My pastor reads from the ESV and I often read along in my KJV (reading along in another translation doesn't distract me, really). Anyway, I've lost track of how many times my reading's been different and then my pastor has said in the sermon, "By the way, the Hebrew here actually says..." and then proceeds to give me what I read in my translation. It happens all the time. A few examples, "sons of Belial" instead of "foolish men," "Gird up the loins of your mind" instead of "preparing your mind for action," "any that pisseth against the wall" instead of "every male."


----------



## Ask Mr. Religion (Feb 6, 2011)

Should we choose a translation that adds the least amount of words to the ancient texts?

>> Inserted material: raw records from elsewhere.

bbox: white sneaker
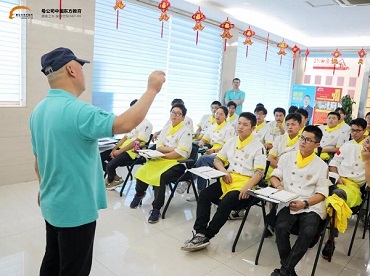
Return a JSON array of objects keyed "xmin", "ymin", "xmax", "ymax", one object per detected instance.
[
  {"xmin": 176, "ymin": 181, "xmax": 190, "ymax": 194},
  {"xmin": 105, "ymin": 177, "xmax": 123, "ymax": 191},
  {"xmin": 186, "ymin": 195, "xmax": 197, "ymax": 202}
]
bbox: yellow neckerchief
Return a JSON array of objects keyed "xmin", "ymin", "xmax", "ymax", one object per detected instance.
[
  {"xmin": 227, "ymin": 113, "xmax": 237, "ymax": 122},
  {"xmin": 208, "ymin": 116, "xmax": 216, "ymax": 123},
  {"xmin": 167, "ymin": 121, "xmax": 184, "ymax": 136},
  {"xmin": 237, "ymin": 134, "xmax": 254, "ymax": 150},
  {"xmin": 255, "ymin": 121, "xmax": 266, "ymax": 132},
  {"xmin": 353, "ymin": 137, "xmax": 366, "ymax": 146},
  {"xmin": 275, "ymin": 121, "xmax": 285, "ymax": 130},
  {"xmin": 338, "ymin": 121, "xmax": 345, "ymax": 128},
  {"xmin": 296, "ymin": 150, "xmax": 316, "ymax": 169},
  {"xmin": 214, "ymin": 120, "xmax": 226, "ymax": 132},
  {"xmin": 325, "ymin": 124, "xmax": 341, "ymax": 133},
  {"xmin": 365, "ymin": 129, "xmax": 369, "ymax": 136},
  {"xmin": 298, "ymin": 127, "xmax": 304, "ymax": 135},
  {"xmin": 286, "ymin": 133, "xmax": 300, "ymax": 147}
]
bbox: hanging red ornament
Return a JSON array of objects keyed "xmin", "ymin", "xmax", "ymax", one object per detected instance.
[
  {"xmin": 331, "ymin": 48, "xmax": 342, "ymax": 75},
  {"xmin": 291, "ymin": 44, "xmax": 300, "ymax": 69},
  {"xmin": 158, "ymin": 0, "xmax": 171, "ymax": 38},
  {"xmin": 113, "ymin": 0, "xmax": 126, "ymax": 29},
  {"xmin": 219, "ymin": 17, "xmax": 234, "ymax": 52},
  {"xmin": 59, "ymin": 0, "xmax": 62, "ymax": 20},
  {"xmin": 358, "ymin": 48, "xmax": 367, "ymax": 77},
  {"xmin": 304, "ymin": 48, "xmax": 310, "ymax": 72},
  {"xmin": 265, "ymin": 33, "xmax": 270, "ymax": 62},
  {"xmin": 277, "ymin": 40, "xmax": 289, "ymax": 65},
  {"xmin": 192, "ymin": 7, "xmax": 206, "ymax": 45},
  {"xmin": 242, "ymin": 26, "xmax": 255, "ymax": 57}
]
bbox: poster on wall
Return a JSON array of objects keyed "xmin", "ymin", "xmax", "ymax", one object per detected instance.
[{"xmin": 291, "ymin": 85, "xmax": 342, "ymax": 125}]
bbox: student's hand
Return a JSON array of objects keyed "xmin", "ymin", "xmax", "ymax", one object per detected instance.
[
  {"xmin": 222, "ymin": 172, "xmax": 232, "ymax": 184},
  {"xmin": 289, "ymin": 200, "xmax": 304, "ymax": 211},
  {"xmin": 111, "ymin": 149, "xmax": 121, "ymax": 158},
  {"xmin": 152, "ymin": 131, "xmax": 160, "ymax": 142},
  {"xmin": 198, "ymin": 140, "xmax": 205, "ymax": 147},
  {"xmin": 147, "ymin": 71, "xmax": 166, "ymax": 93},
  {"xmin": 337, "ymin": 177, "xmax": 345, "ymax": 185},
  {"xmin": 239, "ymin": 186, "xmax": 250, "ymax": 200},
  {"xmin": 205, "ymin": 148, "xmax": 215, "ymax": 155}
]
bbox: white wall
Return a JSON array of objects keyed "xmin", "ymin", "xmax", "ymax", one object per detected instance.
[{"xmin": 0, "ymin": 0, "xmax": 95, "ymax": 185}]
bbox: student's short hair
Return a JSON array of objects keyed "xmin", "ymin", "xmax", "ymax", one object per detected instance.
[
  {"xmin": 303, "ymin": 125, "xmax": 323, "ymax": 142},
  {"xmin": 217, "ymin": 106, "xmax": 228, "ymax": 118},
  {"xmin": 365, "ymin": 112, "xmax": 370, "ymax": 118},
  {"xmin": 211, "ymin": 101, "xmax": 222, "ymax": 107},
  {"xmin": 171, "ymin": 98, "xmax": 184, "ymax": 106},
  {"xmin": 273, "ymin": 107, "xmax": 286, "ymax": 116},
  {"xmin": 254, "ymin": 103, "xmax": 267, "ymax": 115},
  {"xmin": 350, "ymin": 118, "xmax": 367, "ymax": 130},
  {"xmin": 288, "ymin": 105, "xmax": 298, "ymax": 113},
  {"xmin": 227, "ymin": 101, "xmax": 237, "ymax": 108},
  {"xmin": 232, "ymin": 78, "xmax": 240, "ymax": 82},
  {"xmin": 239, "ymin": 112, "xmax": 257, "ymax": 127},
  {"xmin": 170, "ymin": 104, "xmax": 187, "ymax": 117},
  {"xmin": 304, "ymin": 95, "xmax": 311, "ymax": 100},
  {"xmin": 327, "ymin": 111, "xmax": 340, "ymax": 120},
  {"xmin": 130, "ymin": 99, "xmax": 138, "ymax": 106},
  {"xmin": 295, "ymin": 108, "xmax": 309, "ymax": 119},
  {"xmin": 335, "ymin": 107, "xmax": 346, "ymax": 115},
  {"xmin": 285, "ymin": 113, "xmax": 302, "ymax": 125}
]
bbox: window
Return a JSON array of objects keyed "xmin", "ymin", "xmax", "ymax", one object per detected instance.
[
  {"xmin": 0, "ymin": 0, "xmax": 25, "ymax": 106},
  {"xmin": 234, "ymin": 36, "xmax": 293, "ymax": 120},
  {"xmin": 93, "ymin": 0, "xmax": 223, "ymax": 130}
]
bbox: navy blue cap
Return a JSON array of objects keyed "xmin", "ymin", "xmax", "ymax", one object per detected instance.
[{"xmin": 41, "ymin": 47, "xmax": 90, "ymax": 76}]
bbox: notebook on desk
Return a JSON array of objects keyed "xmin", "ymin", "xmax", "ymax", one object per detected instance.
[
  {"xmin": 137, "ymin": 149, "xmax": 165, "ymax": 159},
  {"xmin": 253, "ymin": 187, "xmax": 298, "ymax": 203},
  {"xmin": 188, "ymin": 166, "xmax": 226, "ymax": 179}
]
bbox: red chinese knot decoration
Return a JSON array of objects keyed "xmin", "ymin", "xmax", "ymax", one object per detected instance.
[
  {"xmin": 277, "ymin": 40, "xmax": 289, "ymax": 65},
  {"xmin": 192, "ymin": 7, "xmax": 206, "ymax": 45},
  {"xmin": 158, "ymin": 0, "xmax": 171, "ymax": 38},
  {"xmin": 265, "ymin": 33, "xmax": 270, "ymax": 61},
  {"xmin": 291, "ymin": 44, "xmax": 300, "ymax": 69},
  {"xmin": 358, "ymin": 48, "xmax": 367, "ymax": 77},
  {"xmin": 304, "ymin": 48, "xmax": 310, "ymax": 72},
  {"xmin": 219, "ymin": 17, "xmax": 234, "ymax": 52},
  {"xmin": 113, "ymin": 0, "xmax": 125, "ymax": 29},
  {"xmin": 331, "ymin": 48, "xmax": 342, "ymax": 75},
  {"xmin": 242, "ymin": 26, "xmax": 255, "ymax": 57}
]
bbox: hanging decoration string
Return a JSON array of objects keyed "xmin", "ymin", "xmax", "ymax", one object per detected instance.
[
  {"xmin": 158, "ymin": 0, "xmax": 171, "ymax": 38},
  {"xmin": 219, "ymin": 17, "xmax": 234, "ymax": 52},
  {"xmin": 113, "ymin": 0, "xmax": 125, "ymax": 29},
  {"xmin": 191, "ymin": 7, "xmax": 206, "ymax": 45},
  {"xmin": 242, "ymin": 26, "xmax": 255, "ymax": 58}
]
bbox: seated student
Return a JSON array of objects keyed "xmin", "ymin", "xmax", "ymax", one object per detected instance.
[
  {"xmin": 100, "ymin": 99, "xmax": 153, "ymax": 190},
  {"xmin": 318, "ymin": 111, "xmax": 346, "ymax": 162},
  {"xmin": 295, "ymin": 108, "xmax": 309, "ymax": 127},
  {"xmin": 267, "ymin": 107, "xmax": 286, "ymax": 141},
  {"xmin": 267, "ymin": 113, "xmax": 303, "ymax": 179},
  {"xmin": 193, "ymin": 101, "xmax": 221, "ymax": 141},
  {"xmin": 335, "ymin": 107, "xmax": 351, "ymax": 142},
  {"xmin": 253, "ymin": 103, "xmax": 273, "ymax": 149},
  {"xmin": 129, "ymin": 104, "xmax": 192, "ymax": 223},
  {"xmin": 181, "ymin": 112, "xmax": 266, "ymax": 251},
  {"xmin": 270, "ymin": 125, "xmax": 328, "ymax": 276},
  {"xmin": 322, "ymin": 118, "xmax": 368, "ymax": 259},
  {"xmin": 365, "ymin": 111, "xmax": 370, "ymax": 135},
  {"xmin": 180, "ymin": 106, "xmax": 235, "ymax": 201},
  {"xmin": 226, "ymin": 101, "xmax": 238, "ymax": 129},
  {"xmin": 152, "ymin": 98, "xmax": 194, "ymax": 141}
]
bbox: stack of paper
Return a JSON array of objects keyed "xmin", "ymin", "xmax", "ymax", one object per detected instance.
[
  {"xmin": 253, "ymin": 187, "xmax": 298, "ymax": 203},
  {"xmin": 137, "ymin": 149, "xmax": 165, "ymax": 159},
  {"xmin": 188, "ymin": 166, "xmax": 226, "ymax": 179}
]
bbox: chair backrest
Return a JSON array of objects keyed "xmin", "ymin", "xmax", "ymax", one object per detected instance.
[
  {"xmin": 187, "ymin": 143, "xmax": 200, "ymax": 168},
  {"xmin": 143, "ymin": 134, "xmax": 153, "ymax": 149}
]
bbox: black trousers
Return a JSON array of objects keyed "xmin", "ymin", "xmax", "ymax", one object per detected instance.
[
  {"xmin": 135, "ymin": 164, "xmax": 185, "ymax": 210},
  {"xmin": 194, "ymin": 180, "xmax": 254, "ymax": 239},
  {"xmin": 101, "ymin": 150, "xmax": 134, "ymax": 182},
  {"xmin": 40, "ymin": 220, "xmax": 96, "ymax": 276}
]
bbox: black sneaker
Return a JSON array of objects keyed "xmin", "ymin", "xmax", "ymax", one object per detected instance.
[
  {"xmin": 130, "ymin": 193, "xmax": 145, "ymax": 209},
  {"xmin": 148, "ymin": 209, "xmax": 161, "ymax": 224},
  {"xmin": 321, "ymin": 239, "xmax": 335, "ymax": 260},
  {"xmin": 270, "ymin": 268, "xmax": 297, "ymax": 276},
  {"xmin": 228, "ymin": 209, "xmax": 246, "ymax": 220},
  {"xmin": 181, "ymin": 233, "xmax": 210, "ymax": 252}
]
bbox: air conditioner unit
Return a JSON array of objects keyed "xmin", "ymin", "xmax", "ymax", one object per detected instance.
[{"xmin": 333, "ymin": 0, "xmax": 370, "ymax": 6}]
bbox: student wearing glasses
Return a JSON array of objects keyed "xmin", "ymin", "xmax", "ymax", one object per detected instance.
[
  {"xmin": 129, "ymin": 104, "xmax": 192, "ymax": 223},
  {"xmin": 322, "ymin": 118, "xmax": 367, "ymax": 260},
  {"xmin": 270, "ymin": 125, "xmax": 328, "ymax": 276}
]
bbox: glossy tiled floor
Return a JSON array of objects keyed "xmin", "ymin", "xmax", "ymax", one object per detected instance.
[{"xmin": 1, "ymin": 169, "xmax": 370, "ymax": 276}]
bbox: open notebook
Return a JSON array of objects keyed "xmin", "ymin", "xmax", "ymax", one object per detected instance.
[
  {"xmin": 253, "ymin": 187, "xmax": 298, "ymax": 203},
  {"xmin": 137, "ymin": 149, "xmax": 165, "ymax": 159},
  {"xmin": 188, "ymin": 166, "xmax": 226, "ymax": 179}
]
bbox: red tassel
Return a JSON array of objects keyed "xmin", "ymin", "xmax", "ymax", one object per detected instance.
[
  {"xmin": 265, "ymin": 33, "xmax": 269, "ymax": 62},
  {"xmin": 59, "ymin": 0, "xmax": 62, "ymax": 19},
  {"xmin": 196, "ymin": 31, "xmax": 199, "ymax": 45},
  {"xmin": 358, "ymin": 64, "xmax": 361, "ymax": 77},
  {"xmin": 224, "ymin": 39, "xmax": 227, "ymax": 52},
  {"xmin": 333, "ymin": 64, "xmax": 336, "ymax": 75},
  {"xmin": 280, "ymin": 56, "xmax": 282, "ymax": 66},
  {"xmin": 292, "ymin": 58, "xmax": 295, "ymax": 70},
  {"xmin": 116, "ymin": 10, "xmax": 119, "ymax": 29},
  {"xmin": 246, "ymin": 46, "xmax": 249, "ymax": 58},
  {"xmin": 161, "ymin": 21, "xmax": 164, "ymax": 38}
]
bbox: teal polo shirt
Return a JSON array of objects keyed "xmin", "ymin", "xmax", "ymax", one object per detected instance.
[
  {"xmin": 224, "ymin": 89, "xmax": 245, "ymax": 115},
  {"xmin": 30, "ymin": 89, "xmax": 116, "ymax": 227}
]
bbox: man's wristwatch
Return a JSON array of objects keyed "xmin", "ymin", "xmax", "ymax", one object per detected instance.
[{"xmin": 303, "ymin": 200, "xmax": 309, "ymax": 209}]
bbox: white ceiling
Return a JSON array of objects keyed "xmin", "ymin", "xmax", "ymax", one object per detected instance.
[{"xmin": 160, "ymin": 0, "xmax": 370, "ymax": 50}]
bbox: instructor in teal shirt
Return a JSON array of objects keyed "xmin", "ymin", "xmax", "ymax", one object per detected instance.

The word count of the Hebrew and Greek text in the standard critical editions is 545,202. A few stats:

• Original KJV 774,746

• Current KJV 790,676 (Blayney 1769 version: 788,280)

• ESV 765,432

• NLT 747,891

• NIV 726,109

• HCSB 718,943

• NKJV 770,430

• NRSV 895,891

• NASB 782,815

• TNIV 723,393

AMR


----------



## Pilgrim (Feb 7, 2011)

austinww said:


> My pastor reads from the ESV and I often read along in my KJV (reading along in another translation doesn't distract me, really). Anyway, I've lost track of how many times my reading's been different and then my pastor has said in the sermon, "By the way, the Hebrew here actually says..." and then proceeds to give me what I read in my translation. It happens all the time. A few examples, "sons of Belial" instead of "foolish men," "Gird up the loins of your mind" instead of "preparing your mind for action," "any that pisseth against the wall" instead of "every male."



An apt illustration of how ludicrous the chart at Evangelical Bible is that shows the ESV as being more literal than the KJV. I can't see how the ESV would be considered to be more literal than the KJV and NKJV by any objective standard.


----------



## greenbaggins (Feb 7, 2011)

Eoghan said:


> In studying Daniel 4 (see other posts) I was interested to find that the past verb tense is ommitted in the Aramaic but added for completion in some translations. This is acknowkledged in the NASV by the use of italics, avoided by translating a different way by the ESV and the NIV does not seem to let the reader know it has inserted the word at all.
> 
> Later the "on the roof" scene is implied. The KJV acknowledges this is implicit but not explicit and the NASV likewise. The ESV at this point seems to relieve the reader of worrying about whether it is implicit or explicit a little like the NIV.
> 
> Conclusion - I will maybe start carrying my NASV to church again along with the ESB. I _so _like the ESB but my confidence has just taken a little knock.


 
There are only two "tenses" in Hebrew: perfect and imperfect. And even these do not correspond to our ideas of "tense." If there is a verb, there is a tense, and it is either perfect or imperfect, though there are imperatives and infinitives as well, which correspond closely to our infinitives and imperatives. There is in fact great debate about what the tenses actually mean. Waltke, for instance, argues that "perfective" means "viewing a situation as a whole, viewing it globally" (IBHS, p. 480), whereas imperfect is less specialized in meaning. English concerns about "tense" are often not in the Hebrew writer's purview at all. In short, English tense is an interpretive decision on the part of the translator that is based often on the genre of the literature and on the immediate context.


----------